Segundo ele, os animais se encontram mais próximos de Deus do que as pessoas, porque, inconscientes de suas individualidades, eles não têm egos (personalidades). Portanto, ao nos relacionarmos com animais, estamos nos relacionando com parcelas das divindades (almas), enquanto que, ao nos relacionarmos com as pessoas, estamos nos relacionando muito mais com as ficções de egos (personalidades) do que com as realidades divinas (almas) que se encontram “soterradas” dentro de cada um.
Na viagem de retorno a Muriaé, não resisti, falei com o amigo sobre minhas observações e lhe perguntei por que ele não tinha amassado o copo. Ele riu; disse-me que sabia da importância de se amassarem os copos plásticos, mas não havia lido o aviso que se encontrava afixado na parede.
Por que aquelas pessoas não amassaram os copos, e por que não leram o aviso?
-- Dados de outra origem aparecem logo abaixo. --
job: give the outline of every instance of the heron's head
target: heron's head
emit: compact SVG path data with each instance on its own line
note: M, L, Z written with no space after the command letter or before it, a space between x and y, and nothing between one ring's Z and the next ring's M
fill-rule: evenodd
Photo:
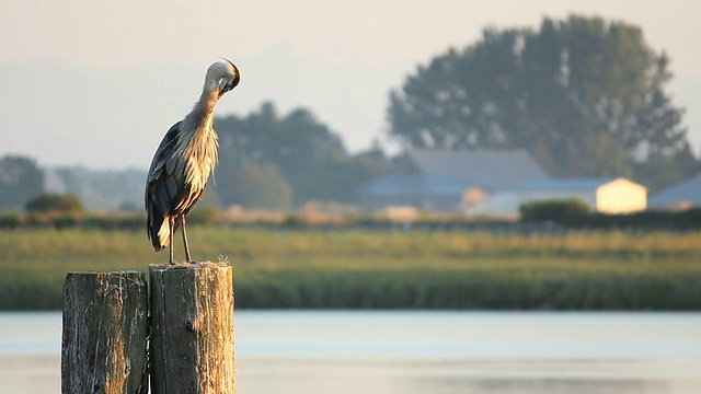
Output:
M225 93L235 88L240 79L239 69L231 61L221 59L207 69L205 89L217 91L221 97Z

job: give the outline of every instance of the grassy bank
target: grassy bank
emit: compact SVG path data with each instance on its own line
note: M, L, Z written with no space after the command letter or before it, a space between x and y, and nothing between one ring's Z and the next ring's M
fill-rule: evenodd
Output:
M194 258L232 263L239 308L701 310L701 233L189 235ZM128 230L2 231L0 251L5 310L60 309L69 270L146 271L168 258Z

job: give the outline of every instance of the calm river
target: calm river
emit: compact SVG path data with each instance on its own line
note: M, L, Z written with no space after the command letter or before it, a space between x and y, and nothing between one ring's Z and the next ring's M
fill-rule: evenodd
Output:
M0 393L60 392L60 313L0 313ZM237 311L240 394L701 393L701 313Z

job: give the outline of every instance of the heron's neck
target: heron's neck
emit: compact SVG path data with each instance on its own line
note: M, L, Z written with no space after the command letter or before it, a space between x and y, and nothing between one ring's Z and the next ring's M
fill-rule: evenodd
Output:
M193 109L185 116L185 123L195 126L198 130L210 130L218 101L218 91L205 89Z

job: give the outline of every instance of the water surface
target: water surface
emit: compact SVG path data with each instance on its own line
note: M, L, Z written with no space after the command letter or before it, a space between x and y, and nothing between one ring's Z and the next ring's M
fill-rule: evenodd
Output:
M237 311L235 339L239 393L701 393L700 313ZM60 313L0 313L0 381L60 392Z

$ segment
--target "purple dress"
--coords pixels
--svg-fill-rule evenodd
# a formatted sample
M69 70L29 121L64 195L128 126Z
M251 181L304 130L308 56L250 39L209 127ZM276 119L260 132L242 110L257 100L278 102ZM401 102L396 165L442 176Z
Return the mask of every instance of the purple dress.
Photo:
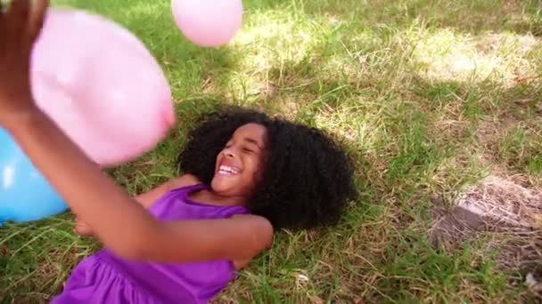
M241 206L201 204L188 197L203 185L167 193L150 209L160 220L224 219L246 214ZM127 261L103 250L81 261L53 304L207 303L235 278L229 260L165 264Z

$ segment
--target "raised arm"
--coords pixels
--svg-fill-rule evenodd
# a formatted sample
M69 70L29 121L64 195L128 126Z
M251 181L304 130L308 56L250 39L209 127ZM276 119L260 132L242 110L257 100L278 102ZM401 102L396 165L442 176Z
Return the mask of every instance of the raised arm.
M30 13L30 3L36 9ZM35 105L29 54L45 0L0 7L0 124L106 248L126 259L187 262L250 259L272 240L264 219L162 223L118 187ZM84 176L84 179L79 177Z

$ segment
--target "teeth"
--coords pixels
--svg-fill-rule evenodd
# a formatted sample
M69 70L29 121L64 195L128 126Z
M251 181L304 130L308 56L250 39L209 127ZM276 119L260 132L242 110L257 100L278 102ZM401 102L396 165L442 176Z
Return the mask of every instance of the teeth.
M227 174L237 174L238 173L237 170L235 170L230 166L227 166L227 165L221 165L219 168L219 171L223 173L227 173Z

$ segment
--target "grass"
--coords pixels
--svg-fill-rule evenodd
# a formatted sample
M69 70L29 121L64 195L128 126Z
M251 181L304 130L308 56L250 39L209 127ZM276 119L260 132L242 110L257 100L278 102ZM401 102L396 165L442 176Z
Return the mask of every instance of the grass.
M131 193L176 174L195 116L258 107L345 137L361 199L336 228L276 236L218 299L250 303L534 301L483 239L428 244L430 197L488 172L542 185L542 14L520 0L245 0L227 46L198 48L164 0L57 0L127 27L164 68L179 125L111 173ZM0 299L45 302L98 248L71 216L0 228ZM2 300L0 300L1 302Z

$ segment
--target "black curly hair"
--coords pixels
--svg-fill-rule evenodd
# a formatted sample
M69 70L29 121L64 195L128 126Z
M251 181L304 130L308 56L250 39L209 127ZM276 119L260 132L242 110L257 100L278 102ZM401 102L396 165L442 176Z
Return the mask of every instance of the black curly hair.
M203 115L188 133L178 169L210 185L217 155L235 130L255 123L267 128L268 149L262 181L246 207L275 229L336 223L357 198L351 160L324 132L237 107Z

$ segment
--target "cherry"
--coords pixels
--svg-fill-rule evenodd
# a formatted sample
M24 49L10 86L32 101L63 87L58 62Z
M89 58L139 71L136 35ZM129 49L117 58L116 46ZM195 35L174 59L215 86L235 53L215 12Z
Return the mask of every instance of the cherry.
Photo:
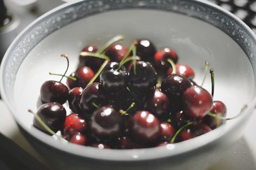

A resposta é elementar, diria Sherlock Holmes: simplesmente porque todas elas estavam “dormindo”, isto é, beberam água no “piloto automático”, e, inconscientes, como robôs, foram empilhando os copos “arrumadinhos” na lixeira.
As conseqüências de não estarmos conscientes de nossos atos com relação à dengue são graves, mas muito mais grave ainda é não estarmos conscientes de que, a todo o momento, estamos sobrecarregando nossas mentes com inúmeras informações inúteis ou prejudiciais ao nosso desenvolvimento humano. Refiro-me aos “lixos da vida” que, por distrair ou reforçar nossos egos (personalidades) nos afastam de Deus e, conseqüentemente, tornam nossa autêntica felicidade mais distante a cada dia.